Defy Racism Collective

Building civic infrastructure to make racism-as-public-health-crisis declarations enforceable through community-controlled evidence.

Our Mission

Grounded in 250+ local declarations recognizing racism as a public health crisis, Defy Racism Collective creates public investigative organizing infrastructure by demonstrating how structural racism operates as a chronic health threat. We equip communities and policymakers by analyzing complex documents and archival research to expose systemic racism through evidence-based narratives.

Our Vision

We envision a free and functioning democracy where racism is no longer a public health crisis because public systems distribute protection, opportunity, and investment equitably. In this future, government data, land, and resources are governed transparently, and no community's health or life expectancy is determined by race or zip code.


How We Work: Investigation AS Organizing

Traditional organizing moves sequentially: Research → Report → Organize → Campaign → Policy Change.

We collapse that timeline.

Our model treats investigation itself as organizing infrastructure.
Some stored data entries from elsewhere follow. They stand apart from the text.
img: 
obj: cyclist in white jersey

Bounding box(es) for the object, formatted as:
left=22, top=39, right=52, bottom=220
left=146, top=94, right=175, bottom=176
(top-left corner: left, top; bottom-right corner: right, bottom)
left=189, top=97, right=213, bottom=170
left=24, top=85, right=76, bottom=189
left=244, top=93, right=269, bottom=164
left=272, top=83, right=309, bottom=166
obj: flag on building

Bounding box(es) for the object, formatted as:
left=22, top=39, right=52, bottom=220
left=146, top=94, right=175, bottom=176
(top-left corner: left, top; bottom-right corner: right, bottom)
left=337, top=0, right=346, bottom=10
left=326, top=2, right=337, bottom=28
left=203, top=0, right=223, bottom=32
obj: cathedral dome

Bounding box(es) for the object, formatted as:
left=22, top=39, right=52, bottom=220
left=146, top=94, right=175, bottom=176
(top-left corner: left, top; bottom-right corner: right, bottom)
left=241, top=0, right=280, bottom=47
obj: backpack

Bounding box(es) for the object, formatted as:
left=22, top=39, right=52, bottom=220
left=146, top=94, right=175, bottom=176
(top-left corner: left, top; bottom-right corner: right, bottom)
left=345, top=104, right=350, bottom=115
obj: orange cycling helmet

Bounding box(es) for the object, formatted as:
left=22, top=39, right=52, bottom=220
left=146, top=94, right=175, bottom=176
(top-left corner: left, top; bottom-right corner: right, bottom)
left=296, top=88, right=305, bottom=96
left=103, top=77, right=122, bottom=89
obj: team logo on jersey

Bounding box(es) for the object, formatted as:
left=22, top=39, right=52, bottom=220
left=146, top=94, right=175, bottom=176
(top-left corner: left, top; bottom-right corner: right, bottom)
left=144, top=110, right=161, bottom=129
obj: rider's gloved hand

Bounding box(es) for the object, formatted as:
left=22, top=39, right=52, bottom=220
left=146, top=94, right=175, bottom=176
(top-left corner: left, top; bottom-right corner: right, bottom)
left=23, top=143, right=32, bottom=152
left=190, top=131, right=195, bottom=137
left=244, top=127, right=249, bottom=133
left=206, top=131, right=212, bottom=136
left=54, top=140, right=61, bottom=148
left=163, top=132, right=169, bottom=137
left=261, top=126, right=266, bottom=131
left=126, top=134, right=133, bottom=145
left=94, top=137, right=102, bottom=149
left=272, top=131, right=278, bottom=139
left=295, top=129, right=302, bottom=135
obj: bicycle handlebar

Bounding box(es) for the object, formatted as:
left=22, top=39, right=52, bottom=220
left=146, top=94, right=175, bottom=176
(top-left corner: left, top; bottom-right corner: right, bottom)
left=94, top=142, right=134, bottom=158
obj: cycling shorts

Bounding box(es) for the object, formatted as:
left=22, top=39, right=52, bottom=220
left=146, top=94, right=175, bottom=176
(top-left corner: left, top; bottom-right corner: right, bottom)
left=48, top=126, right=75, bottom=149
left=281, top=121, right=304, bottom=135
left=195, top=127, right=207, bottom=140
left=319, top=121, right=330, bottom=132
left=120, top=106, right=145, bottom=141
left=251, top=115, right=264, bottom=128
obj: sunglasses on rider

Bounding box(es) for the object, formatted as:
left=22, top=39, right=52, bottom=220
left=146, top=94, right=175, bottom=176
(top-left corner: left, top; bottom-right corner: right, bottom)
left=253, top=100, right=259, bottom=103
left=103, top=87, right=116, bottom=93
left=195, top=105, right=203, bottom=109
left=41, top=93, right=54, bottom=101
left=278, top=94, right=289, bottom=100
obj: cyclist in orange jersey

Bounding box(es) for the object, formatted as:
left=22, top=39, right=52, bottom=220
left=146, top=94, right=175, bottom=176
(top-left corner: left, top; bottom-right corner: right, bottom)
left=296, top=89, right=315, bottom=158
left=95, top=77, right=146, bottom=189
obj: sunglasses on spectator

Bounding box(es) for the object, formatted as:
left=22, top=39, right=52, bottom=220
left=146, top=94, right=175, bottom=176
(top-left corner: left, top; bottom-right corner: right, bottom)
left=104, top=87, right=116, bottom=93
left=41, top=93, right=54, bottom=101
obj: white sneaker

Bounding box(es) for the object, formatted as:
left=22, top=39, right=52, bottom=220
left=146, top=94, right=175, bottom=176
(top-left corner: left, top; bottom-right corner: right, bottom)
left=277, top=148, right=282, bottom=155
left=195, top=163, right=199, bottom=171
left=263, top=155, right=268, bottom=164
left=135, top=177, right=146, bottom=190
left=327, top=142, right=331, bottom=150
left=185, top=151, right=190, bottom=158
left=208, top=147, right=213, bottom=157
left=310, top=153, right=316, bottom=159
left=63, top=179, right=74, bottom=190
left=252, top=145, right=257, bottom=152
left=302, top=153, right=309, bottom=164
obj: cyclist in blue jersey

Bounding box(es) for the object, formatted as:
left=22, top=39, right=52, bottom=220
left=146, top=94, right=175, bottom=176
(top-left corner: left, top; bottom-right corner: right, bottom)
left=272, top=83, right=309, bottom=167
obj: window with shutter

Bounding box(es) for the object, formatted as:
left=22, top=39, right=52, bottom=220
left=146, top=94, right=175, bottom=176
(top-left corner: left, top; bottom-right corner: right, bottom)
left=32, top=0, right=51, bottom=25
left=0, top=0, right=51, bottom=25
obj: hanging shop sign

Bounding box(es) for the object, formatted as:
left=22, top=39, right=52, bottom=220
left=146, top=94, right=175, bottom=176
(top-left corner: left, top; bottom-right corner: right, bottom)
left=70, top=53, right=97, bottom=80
When we build tools that let residents search property liens, check post-Tyler indemnity fund eligibility, or calculate TIF impacts on their schools, the data becomes the organizing tool.

We don't ask communities to wait for transparency. We build the evidence systems they control.


Our Approach

The Mandate

250+ jurisdictions declared racism a public health crisis. Chicago was one. These declarations create legal and moral obligations to track, measure, and remediate racist outcomes.

The Audit

We collect municipal budgets, property records, and government spending into our 147,000-record database to check if resources match the mandate. We document extraction patterns—from 1940s redlining through 2025 TIF districts and Land Bank sales.

The Trap

A city cannot declare a crisis and then claim that tracking the solution is "unduly burdensome." When communities use our tools to prove $600M in annual school funding diversion or discover they're owed foreclosure equity, government claims of ignorance become willful negligence.


What We've Built

  • 147,000+ records documenting Cook County extraction patterns
  • 23 ward-level audits (expanding to all 50 Chicago wards)
  • 3.93 GB of normalized public data spanning property, finance, violations, and municipal contracts
  • 8 specialized databases tracking TIF districts, Land Bank transactions, liens, and vendor concentration
  • Public query tools letting residents investigate their own properties, blocks, and neighborhoods

Who We Are

Founded by Robert Speed Jr., journalist (South Side Weekly, City Bureau fellow) and certified community health worker with 6+ years in crisis intervention, case management, and healthcare access organizing.

Our work bridges investigative journalism, data forensics, and community organizing—rooted in the neighborhoods we investigate, accountable to the people experiencing extraction, committed to building civic infrastructure that outlasts any single campaign.

Defy Racism Collective operates as a volunteer-driven, community-accountable investigative collective. 


Our Values

Evidence-Based: We prove patterns, not theories. Every claim links to public records, every analysis shows methodology, every finding invites verification.

Community-Controlled: Those experiencing extraction lead the investigation of it. We compensate residents for civic intelligence, not extract their stories.

Systems-Focused: Racism operates as unified extraction across housing, education, debt, and public safety. We document the machinery, not isolated incidents.

Infrastructure-First: We build tools that persist. Query access doesn't depend on our capacity—it's permanent civic infrastructure.

Accountability Without Permission: We don't ask government for transparency. We use public records to build parallel audit systems communities control.